# The Keras functional API

In the functional API, you directly manipulate tensors, and you use layers as _functions_ that take tensors and return tensors (hence, the name _functional API_ ).

## Introdiction to functional API

Let’s start with a minimal example that shows side by side a simple Sequential model and its equivalent in the functional API.

In [1]:
from tensorflow.keras.models import Sequential, Model
from tensorflow.keras import layers
from tensorflow.keras import Input

seq_model = Sequential()
seq_model.add(layers.Dense(32, activation='relu', input_shape=(64,)))
seq_model.add(layers.Dense(32, activation='relu'))
seq_model.add(layers.Dense(10, activation='softmax'))

seq_model.summary()

Model: "sequential"
_________________________________________________________________
Layer (type)                 Output Shape              Param #   
dense (Dense)                (None, 32)                2080      
_________________________________________________________________
dense_1 (Dense)              (None, 32)                1056      
_________________________________________________________________
dense_2 (Dense)              (None, 10)                330       
Total params: 3,466
Trainable params: 3,466
Non-trainable params: 0
_________________________________________________________________


In [2]:
# The functional equivalent
input_tensor = Input(shape=(64,))
x = layers.Dense(32, activation='relu')(input_tensor)
x = layers.Dense(32, activation='relu')(x)
output_tensor = layers.Dense(10, activation='softmax')(x)

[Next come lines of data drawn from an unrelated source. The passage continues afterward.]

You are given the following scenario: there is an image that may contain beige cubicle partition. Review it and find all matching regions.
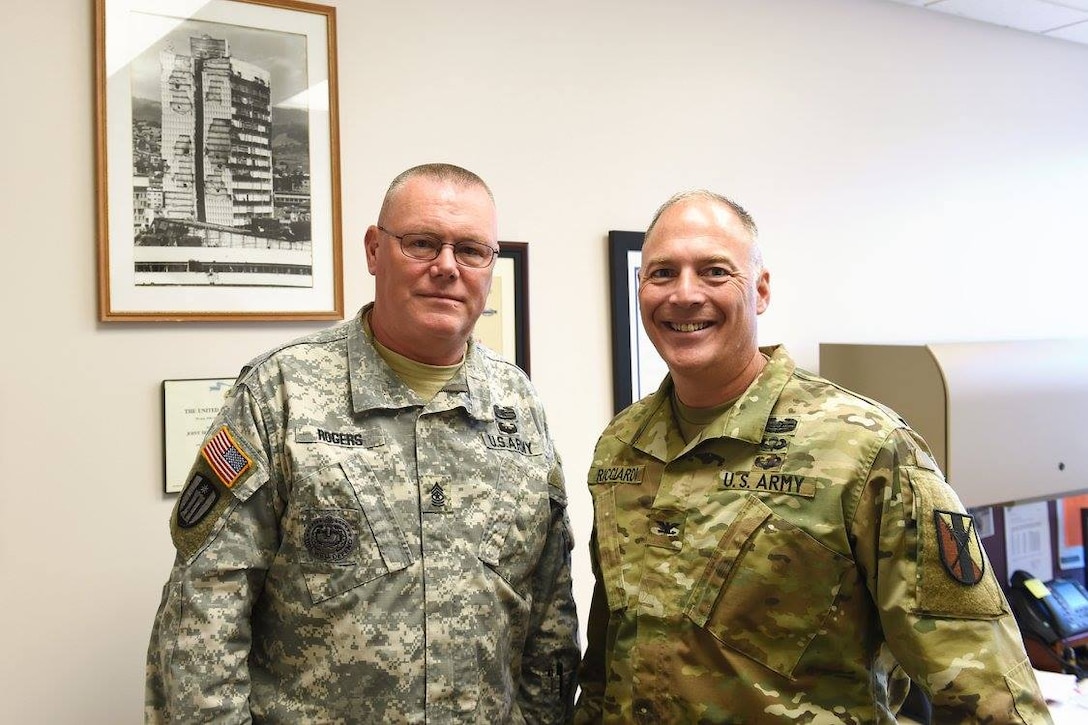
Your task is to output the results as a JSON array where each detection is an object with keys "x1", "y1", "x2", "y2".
[{"x1": 819, "y1": 340, "x2": 1088, "y2": 506}]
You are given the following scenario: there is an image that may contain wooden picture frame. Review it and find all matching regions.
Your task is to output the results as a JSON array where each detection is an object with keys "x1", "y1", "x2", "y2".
[
  {"x1": 608, "y1": 231, "x2": 668, "y2": 413},
  {"x1": 95, "y1": 0, "x2": 344, "y2": 321},
  {"x1": 162, "y1": 378, "x2": 234, "y2": 493},
  {"x1": 475, "y1": 242, "x2": 530, "y2": 374}
]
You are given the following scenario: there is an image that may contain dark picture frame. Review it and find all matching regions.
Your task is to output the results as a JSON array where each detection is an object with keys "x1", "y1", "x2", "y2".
[
  {"x1": 95, "y1": 0, "x2": 344, "y2": 322},
  {"x1": 608, "y1": 230, "x2": 667, "y2": 413},
  {"x1": 475, "y1": 242, "x2": 530, "y2": 376}
]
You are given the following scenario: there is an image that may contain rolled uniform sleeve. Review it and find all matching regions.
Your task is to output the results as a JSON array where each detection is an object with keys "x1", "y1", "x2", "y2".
[
  {"x1": 573, "y1": 528, "x2": 609, "y2": 723},
  {"x1": 145, "y1": 384, "x2": 279, "y2": 723},
  {"x1": 854, "y1": 429, "x2": 1051, "y2": 723},
  {"x1": 518, "y1": 458, "x2": 580, "y2": 723}
]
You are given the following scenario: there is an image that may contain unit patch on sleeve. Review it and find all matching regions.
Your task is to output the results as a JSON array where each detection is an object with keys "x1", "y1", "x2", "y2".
[
  {"x1": 177, "y1": 474, "x2": 219, "y2": 529},
  {"x1": 934, "y1": 509, "x2": 986, "y2": 586},
  {"x1": 200, "y1": 426, "x2": 254, "y2": 488}
]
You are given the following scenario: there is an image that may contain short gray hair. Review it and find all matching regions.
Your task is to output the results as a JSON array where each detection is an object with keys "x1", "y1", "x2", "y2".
[
  {"x1": 378, "y1": 163, "x2": 495, "y2": 219},
  {"x1": 645, "y1": 188, "x2": 763, "y2": 270}
]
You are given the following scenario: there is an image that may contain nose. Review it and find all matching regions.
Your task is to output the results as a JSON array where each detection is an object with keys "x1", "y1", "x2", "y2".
[{"x1": 431, "y1": 244, "x2": 458, "y2": 277}]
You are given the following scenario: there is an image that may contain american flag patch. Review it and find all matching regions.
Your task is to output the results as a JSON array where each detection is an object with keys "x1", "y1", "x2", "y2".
[{"x1": 200, "y1": 426, "x2": 254, "y2": 488}]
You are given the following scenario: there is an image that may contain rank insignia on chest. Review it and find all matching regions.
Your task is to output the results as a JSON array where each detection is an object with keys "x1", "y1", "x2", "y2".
[
  {"x1": 934, "y1": 509, "x2": 986, "y2": 585},
  {"x1": 764, "y1": 418, "x2": 798, "y2": 433},
  {"x1": 428, "y1": 483, "x2": 446, "y2": 508}
]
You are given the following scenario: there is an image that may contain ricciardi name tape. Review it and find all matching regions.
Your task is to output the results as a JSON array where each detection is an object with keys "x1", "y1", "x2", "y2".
[
  {"x1": 590, "y1": 466, "x2": 646, "y2": 483},
  {"x1": 200, "y1": 426, "x2": 254, "y2": 488}
]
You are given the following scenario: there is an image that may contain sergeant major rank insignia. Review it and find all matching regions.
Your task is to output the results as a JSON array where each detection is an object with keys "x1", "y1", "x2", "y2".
[{"x1": 934, "y1": 509, "x2": 986, "y2": 585}]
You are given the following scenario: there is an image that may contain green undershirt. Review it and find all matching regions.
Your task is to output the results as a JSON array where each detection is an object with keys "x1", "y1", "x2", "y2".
[
  {"x1": 362, "y1": 315, "x2": 465, "y2": 402},
  {"x1": 672, "y1": 390, "x2": 740, "y2": 443}
]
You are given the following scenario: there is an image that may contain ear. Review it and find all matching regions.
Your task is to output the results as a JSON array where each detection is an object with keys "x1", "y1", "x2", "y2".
[
  {"x1": 362, "y1": 224, "x2": 379, "y2": 274},
  {"x1": 755, "y1": 269, "x2": 770, "y2": 315}
]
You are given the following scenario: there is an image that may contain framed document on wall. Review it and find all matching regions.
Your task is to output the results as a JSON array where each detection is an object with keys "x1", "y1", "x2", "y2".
[
  {"x1": 475, "y1": 242, "x2": 529, "y2": 374},
  {"x1": 162, "y1": 378, "x2": 234, "y2": 493},
  {"x1": 608, "y1": 231, "x2": 668, "y2": 413}
]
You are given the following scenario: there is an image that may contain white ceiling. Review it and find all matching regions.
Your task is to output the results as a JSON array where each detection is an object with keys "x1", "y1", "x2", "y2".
[{"x1": 891, "y1": 0, "x2": 1088, "y2": 45}]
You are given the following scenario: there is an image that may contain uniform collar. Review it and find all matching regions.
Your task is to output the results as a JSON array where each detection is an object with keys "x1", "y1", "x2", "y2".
[
  {"x1": 347, "y1": 303, "x2": 494, "y2": 420},
  {"x1": 616, "y1": 345, "x2": 796, "y2": 462}
]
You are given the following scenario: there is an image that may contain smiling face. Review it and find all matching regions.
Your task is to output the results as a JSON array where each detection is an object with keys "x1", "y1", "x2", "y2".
[
  {"x1": 366, "y1": 176, "x2": 498, "y2": 365},
  {"x1": 639, "y1": 196, "x2": 770, "y2": 407}
]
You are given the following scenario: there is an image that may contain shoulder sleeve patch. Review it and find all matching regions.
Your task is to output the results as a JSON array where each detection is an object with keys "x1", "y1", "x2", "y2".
[
  {"x1": 200, "y1": 426, "x2": 254, "y2": 488},
  {"x1": 906, "y1": 468, "x2": 1007, "y2": 619},
  {"x1": 170, "y1": 457, "x2": 236, "y2": 562}
]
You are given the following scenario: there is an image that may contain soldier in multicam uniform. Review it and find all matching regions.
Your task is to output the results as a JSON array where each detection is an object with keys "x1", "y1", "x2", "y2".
[
  {"x1": 576, "y1": 192, "x2": 1050, "y2": 723},
  {"x1": 146, "y1": 164, "x2": 579, "y2": 724}
]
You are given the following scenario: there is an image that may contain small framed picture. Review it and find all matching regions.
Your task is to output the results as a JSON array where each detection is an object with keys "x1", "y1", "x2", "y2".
[
  {"x1": 608, "y1": 231, "x2": 668, "y2": 413},
  {"x1": 95, "y1": 0, "x2": 344, "y2": 321},
  {"x1": 475, "y1": 242, "x2": 529, "y2": 374},
  {"x1": 162, "y1": 378, "x2": 234, "y2": 493}
]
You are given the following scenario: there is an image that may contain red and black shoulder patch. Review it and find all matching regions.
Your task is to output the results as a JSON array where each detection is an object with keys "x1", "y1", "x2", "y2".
[{"x1": 934, "y1": 508, "x2": 986, "y2": 586}]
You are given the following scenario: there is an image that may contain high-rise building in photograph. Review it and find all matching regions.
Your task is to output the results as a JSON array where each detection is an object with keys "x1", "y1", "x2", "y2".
[{"x1": 160, "y1": 35, "x2": 273, "y2": 228}]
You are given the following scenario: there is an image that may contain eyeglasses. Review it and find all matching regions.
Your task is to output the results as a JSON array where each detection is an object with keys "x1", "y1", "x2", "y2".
[{"x1": 378, "y1": 224, "x2": 498, "y2": 269}]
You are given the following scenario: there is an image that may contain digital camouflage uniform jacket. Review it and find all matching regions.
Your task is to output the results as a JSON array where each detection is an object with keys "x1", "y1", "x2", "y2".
[
  {"x1": 146, "y1": 308, "x2": 579, "y2": 724},
  {"x1": 576, "y1": 347, "x2": 1049, "y2": 724}
]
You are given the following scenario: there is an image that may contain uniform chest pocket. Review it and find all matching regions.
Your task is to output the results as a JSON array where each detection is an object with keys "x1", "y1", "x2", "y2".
[
  {"x1": 285, "y1": 460, "x2": 411, "y2": 604},
  {"x1": 684, "y1": 496, "x2": 852, "y2": 677}
]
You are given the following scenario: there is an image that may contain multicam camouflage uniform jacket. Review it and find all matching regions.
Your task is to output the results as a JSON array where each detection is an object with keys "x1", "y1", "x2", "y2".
[
  {"x1": 146, "y1": 309, "x2": 579, "y2": 724},
  {"x1": 576, "y1": 348, "x2": 1049, "y2": 723}
]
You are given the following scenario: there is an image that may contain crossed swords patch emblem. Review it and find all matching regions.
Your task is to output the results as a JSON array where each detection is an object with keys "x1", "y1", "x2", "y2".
[{"x1": 934, "y1": 509, "x2": 986, "y2": 585}]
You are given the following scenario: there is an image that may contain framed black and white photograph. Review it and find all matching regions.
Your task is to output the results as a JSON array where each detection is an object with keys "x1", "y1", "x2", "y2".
[
  {"x1": 95, "y1": 0, "x2": 344, "y2": 321},
  {"x1": 608, "y1": 231, "x2": 668, "y2": 413},
  {"x1": 162, "y1": 378, "x2": 234, "y2": 493},
  {"x1": 475, "y1": 242, "x2": 529, "y2": 374}
]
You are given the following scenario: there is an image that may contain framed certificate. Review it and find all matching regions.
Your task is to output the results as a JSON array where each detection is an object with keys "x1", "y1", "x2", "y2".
[{"x1": 162, "y1": 378, "x2": 234, "y2": 493}]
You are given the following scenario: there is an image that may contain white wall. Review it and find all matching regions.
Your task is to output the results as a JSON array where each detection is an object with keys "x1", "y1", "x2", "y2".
[{"x1": 0, "y1": 0, "x2": 1088, "y2": 724}]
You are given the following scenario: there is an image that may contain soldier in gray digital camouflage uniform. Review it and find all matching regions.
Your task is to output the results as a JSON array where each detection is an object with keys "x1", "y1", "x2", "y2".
[
  {"x1": 576, "y1": 192, "x2": 1050, "y2": 724},
  {"x1": 146, "y1": 164, "x2": 579, "y2": 724}
]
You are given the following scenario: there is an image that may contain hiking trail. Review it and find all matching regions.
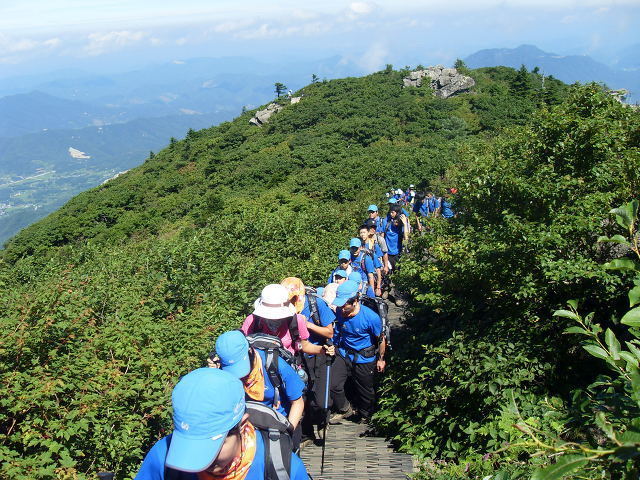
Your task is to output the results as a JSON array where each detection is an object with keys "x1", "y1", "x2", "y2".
[{"x1": 300, "y1": 301, "x2": 417, "y2": 480}]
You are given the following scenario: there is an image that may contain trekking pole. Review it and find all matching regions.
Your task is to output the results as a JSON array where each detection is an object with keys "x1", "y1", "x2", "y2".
[{"x1": 320, "y1": 339, "x2": 335, "y2": 477}]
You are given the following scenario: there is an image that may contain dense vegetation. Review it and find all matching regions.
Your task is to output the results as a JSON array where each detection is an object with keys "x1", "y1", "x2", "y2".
[
  {"x1": 0, "y1": 64, "x2": 639, "y2": 479},
  {"x1": 378, "y1": 86, "x2": 640, "y2": 479}
]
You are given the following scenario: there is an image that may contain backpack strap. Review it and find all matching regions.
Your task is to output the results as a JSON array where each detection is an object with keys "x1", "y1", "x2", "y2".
[
  {"x1": 289, "y1": 313, "x2": 300, "y2": 350},
  {"x1": 306, "y1": 293, "x2": 321, "y2": 326},
  {"x1": 264, "y1": 348, "x2": 282, "y2": 408},
  {"x1": 247, "y1": 401, "x2": 293, "y2": 480}
]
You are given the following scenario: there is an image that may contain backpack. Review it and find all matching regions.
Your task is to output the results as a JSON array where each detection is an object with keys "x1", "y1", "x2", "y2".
[
  {"x1": 164, "y1": 401, "x2": 293, "y2": 480},
  {"x1": 247, "y1": 401, "x2": 293, "y2": 480},
  {"x1": 247, "y1": 333, "x2": 309, "y2": 407},
  {"x1": 304, "y1": 286, "x2": 322, "y2": 327},
  {"x1": 360, "y1": 295, "x2": 391, "y2": 352}
]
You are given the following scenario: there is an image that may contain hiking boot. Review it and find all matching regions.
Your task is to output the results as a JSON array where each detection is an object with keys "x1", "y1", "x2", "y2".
[
  {"x1": 393, "y1": 297, "x2": 409, "y2": 307},
  {"x1": 329, "y1": 404, "x2": 353, "y2": 425}
]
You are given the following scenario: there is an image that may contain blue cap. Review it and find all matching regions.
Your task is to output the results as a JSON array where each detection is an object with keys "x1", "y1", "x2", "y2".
[
  {"x1": 216, "y1": 330, "x2": 251, "y2": 378},
  {"x1": 333, "y1": 269, "x2": 348, "y2": 278},
  {"x1": 165, "y1": 368, "x2": 245, "y2": 472},
  {"x1": 331, "y1": 280, "x2": 360, "y2": 307},
  {"x1": 347, "y1": 272, "x2": 362, "y2": 283}
]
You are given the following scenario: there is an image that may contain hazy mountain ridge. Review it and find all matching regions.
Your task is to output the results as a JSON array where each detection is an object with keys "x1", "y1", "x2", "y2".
[{"x1": 464, "y1": 45, "x2": 640, "y2": 102}]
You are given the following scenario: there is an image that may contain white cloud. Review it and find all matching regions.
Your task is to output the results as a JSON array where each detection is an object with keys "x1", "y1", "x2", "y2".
[
  {"x1": 83, "y1": 30, "x2": 148, "y2": 56},
  {"x1": 344, "y1": 2, "x2": 376, "y2": 21},
  {"x1": 0, "y1": 33, "x2": 62, "y2": 56},
  {"x1": 356, "y1": 42, "x2": 389, "y2": 72}
]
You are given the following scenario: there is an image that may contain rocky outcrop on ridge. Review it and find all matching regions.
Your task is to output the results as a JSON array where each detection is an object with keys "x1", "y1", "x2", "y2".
[
  {"x1": 249, "y1": 103, "x2": 283, "y2": 127},
  {"x1": 402, "y1": 65, "x2": 476, "y2": 98}
]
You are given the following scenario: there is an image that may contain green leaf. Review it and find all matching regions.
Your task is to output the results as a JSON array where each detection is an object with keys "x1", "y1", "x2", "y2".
[
  {"x1": 620, "y1": 351, "x2": 638, "y2": 367},
  {"x1": 531, "y1": 455, "x2": 588, "y2": 480},
  {"x1": 553, "y1": 310, "x2": 580, "y2": 321},
  {"x1": 603, "y1": 258, "x2": 638, "y2": 272},
  {"x1": 609, "y1": 200, "x2": 638, "y2": 230},
  {"x1": 582, "y1": 343, "x2": 609, "y2": 360},
  {"x1": 564, "y1": 327, "x2": 591, "y2": 336},
  {"x1": 620, "y1": 307, "x2": 640, "y2": 327},
  {"x1": 604, "y1": 328, "x2": 620, "y2": 360},
  {"x1": 629, "y1": 285, "x2": 640, "y2": 307},
  {"x1": 598, "y1": 235, "x2": 630, "y2": 245}
]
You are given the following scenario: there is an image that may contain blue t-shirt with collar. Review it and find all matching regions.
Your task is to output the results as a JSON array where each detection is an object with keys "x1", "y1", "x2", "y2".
[
  {"x1": 255, "y1": 349, "x2": 304, "y2": 417},
  {"x1": 336, "y1": 304, "x2": 382, "y2": 363},
  {"x1": 134, "y1": 430, "x2": 309, "y2": 480},
  {"x1": 413, "y1": 199, "x2": 429, "y2": 217},
  {"x1": 351, "y1": 251, "x2": 376, "y2": 283},
  {"x1": 300, "y1": 294, "x2": 336, "y2": 345},
  {"x1": 383, "y1": 217, "x2": 404, "y2": 255},
  {"x1": 440, "y1": 198, "x2": 454, "y2": 218}
]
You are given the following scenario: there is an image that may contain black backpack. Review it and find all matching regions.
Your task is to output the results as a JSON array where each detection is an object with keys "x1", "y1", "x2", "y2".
[
  {"x1": 247, "y1": 333, "x2": 309, "y2": 406},
  {"x1": 164, "y1": 401, "x2": 293, "y2": 480},
  {"x1": 360, "y1": 295, "x2": 391, "y2": 352},
  {"x1": 304, "y1": 286, "x2": 321, "y2": 327},
  {"x1": 247, "y1": 401, "x2": 293, "y2": 480}
]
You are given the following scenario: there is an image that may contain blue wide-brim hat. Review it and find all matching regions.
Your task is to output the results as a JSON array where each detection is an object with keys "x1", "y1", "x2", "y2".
[
  {"x1": 216, "y1": 330, "x2": 251, "y2": 378},
  {"x1": 165, "y1": 368, "x2": 245, "y2": 473},
  {"x1": 331, "y1": 280, "x2": 360, "y2": 307}
]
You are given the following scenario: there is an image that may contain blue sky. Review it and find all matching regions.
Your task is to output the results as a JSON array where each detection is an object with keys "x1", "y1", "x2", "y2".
[{"x1": 0, "y1": 0, "x2": 640, "y2": 76}]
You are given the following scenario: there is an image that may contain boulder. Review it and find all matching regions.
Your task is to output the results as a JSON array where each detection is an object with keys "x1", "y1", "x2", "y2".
[
  {"x1": 249, "y1": 103, "x2": 282, "y2": 127},
  {"x1": 402, "y1": 65, "x2": 476, "y2": 98}
]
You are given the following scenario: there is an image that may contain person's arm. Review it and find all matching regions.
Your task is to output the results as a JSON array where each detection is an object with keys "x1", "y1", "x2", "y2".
[
  {"x1": 400, "y1": 215, "x2": 409, "y2": 242},
  {"x1": 307, "y1": 321, "x2": 333, "y2": 338},
  {"x1": 300, "y1": 340, "x2": 336, "y2": 355},
  {"x1": 376, "y1": 335, "x2": 387, "y2": 372},
  {"x1": 287, "y1": 397, "x2": 304, "y2": 430}
]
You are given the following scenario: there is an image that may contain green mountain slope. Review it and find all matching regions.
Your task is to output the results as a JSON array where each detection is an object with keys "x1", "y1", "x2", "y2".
[{"x1": 0, "y1": 68, "x2": 566, "y2": 478}]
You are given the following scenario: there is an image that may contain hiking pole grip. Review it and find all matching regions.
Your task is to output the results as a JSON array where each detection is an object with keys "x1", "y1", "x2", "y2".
[{"x1": 320, "y1": 338, "x2": 335, "y2": 476}]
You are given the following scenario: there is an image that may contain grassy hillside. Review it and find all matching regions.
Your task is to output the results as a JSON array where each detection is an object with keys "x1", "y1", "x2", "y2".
[{"x1": 0, "y1": 68, "x2": 566, "y2": 479}]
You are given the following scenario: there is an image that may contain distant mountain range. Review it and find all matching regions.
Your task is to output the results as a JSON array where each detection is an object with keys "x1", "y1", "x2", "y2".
[
  {"x1": 0, "y1": 57, "x2": 362, "y2": 244},
  {"x1": 464, "y1": 45, "x2": 640, "y2": 103}
]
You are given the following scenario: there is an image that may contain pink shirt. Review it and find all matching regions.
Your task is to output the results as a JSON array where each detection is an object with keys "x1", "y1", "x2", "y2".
[{"x1": 241, "y1": 314, "x2": 309, "y2": 353}]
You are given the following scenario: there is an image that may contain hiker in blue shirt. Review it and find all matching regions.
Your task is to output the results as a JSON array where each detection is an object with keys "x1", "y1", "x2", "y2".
[
  {"x1": 427, "y1": 192, "x2": 440, "y2": 217},
  {"x1": 413, "y1": 193, "x2": 430, "y2": 232},
  {"x1": 216, "y1": 330, "x2": 304, "y2": 429},
  {"x1": 349, "y1": 238, "x2": 376, "y2": 297},
  {"x1": 367, "y1": 204, "x2": 382, "y2": 232},
  {"x1": 382, "y1": 205, "x2": 409, "y2": 269},
  {"x1": 387, "y1": 198, "x2": 409, "y2": 218},
  {"x1": 358, "y1": 225, "x2": 383, "y2": 297},
  {"x1": 331, "y1": 280, "x2": 386, "y2": 421},
  {"x1": 281, "y1": 278, "x2": 338, "y2": 445},
  {"x1": 327, "y1": 250, "x2": 353, "y2": 283},
  {"x1": 440, "y1": 188, "x2": 455, "y2": 218},
  {"x1": 135, "y1": 368, "x2": 309, "y2": 480}
]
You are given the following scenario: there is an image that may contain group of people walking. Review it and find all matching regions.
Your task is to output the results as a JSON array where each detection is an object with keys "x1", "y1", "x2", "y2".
[{"x1": 136, "y1": 190, "x2": 450, "y2": 480}]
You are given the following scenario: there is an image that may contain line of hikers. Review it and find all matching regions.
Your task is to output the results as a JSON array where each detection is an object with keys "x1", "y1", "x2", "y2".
[{"x1": 136, "y1": 186, "x2": 451, "y2": 480}]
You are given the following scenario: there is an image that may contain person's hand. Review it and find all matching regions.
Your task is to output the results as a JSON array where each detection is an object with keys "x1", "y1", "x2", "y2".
[{"x1": 323, "y1": 345, "x2": 336, "y2": 357}]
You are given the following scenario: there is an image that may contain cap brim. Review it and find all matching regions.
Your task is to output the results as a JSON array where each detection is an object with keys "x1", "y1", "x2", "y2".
[
  {"x1": 165, "y1": 430, "x2": 227, "y2": 473},
  {"x1": 221, "y1": 353, "x2": 251, "y2": 378},
  {"x1": 253, "y1": 304, "x2": 293, "y2": 320},
  {"x1": 331, "y1": 297, "x2": 349, "y2": 307}
]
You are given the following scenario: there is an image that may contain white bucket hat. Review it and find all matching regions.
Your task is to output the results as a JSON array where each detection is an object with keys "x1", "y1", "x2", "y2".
[{"x1": 253, "y1": 283, "x2": 294, "y2": 320}]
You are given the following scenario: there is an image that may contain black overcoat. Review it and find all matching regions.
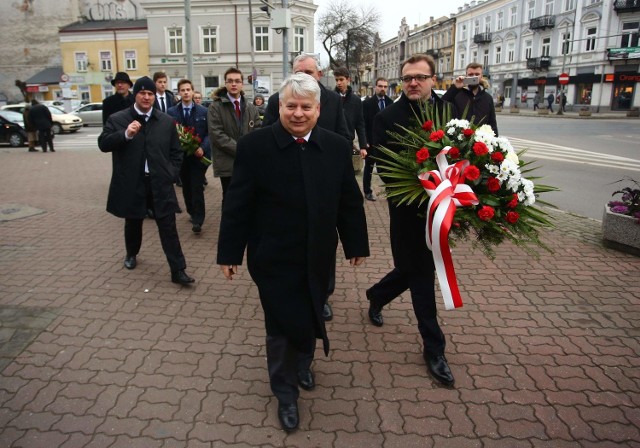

model = Model(input_tensor, output_tensor) 

model.summary()

Model: "model"
_________________________________________________________________
Layer (type)                 Output Shape              Param #   
input_1 (InputLayer)         [(None, 64)]              0         
_________________________________________________________________
dense_3 (Dense)              (None, 32)                2080      
_________________________________________________________________
dense_4 (Dense)              (None, 32)                1056      
_________________________________________________________________
dense_5 (Dense)              (None, 10)                330       
Total params: 3,466
Trainable params: 3,466
Non-trainable params: 0
_________________________________________________________________


This error tells, in essence, that _Keras_ couldn’t reach `input_1` from the provided output tensor.
When it comes to compiling, training, or evaluating such an instance of `Model`, the API is the same as that of `Sequential`:

In [5]:
import numpy as np

# Compiles the model
model.compile(optimizer='rmsprop', loss='categorical_crossentropy')

# Generates dummy Numpy data to train on
x_train = np.random.random((1000, 64))
y_train = np.random.random((1000, 10))

# Trains the model for 10 epochs
model.fit(x_train, y_train, epochs=10, batch_size=128)

# Evaluates the model
score = model.evaluate(x_train, y_train)
print(score)

Epoch 1/10
Epoch 2/10
Epoch 3/10
Epoch 4/10
Epoch 5/10
Epoch 6/10
Epoch 7/10
Epoch 8/10
Epoch 9/10
Epoch 10/10
117.60975646972656


## Multi-input models

The functional API can be used to build models that have multiple inputs. Typically, such models at some point merge their different input branches using a layer that can combine several tensors: by adding them, concatenating them, and so on. 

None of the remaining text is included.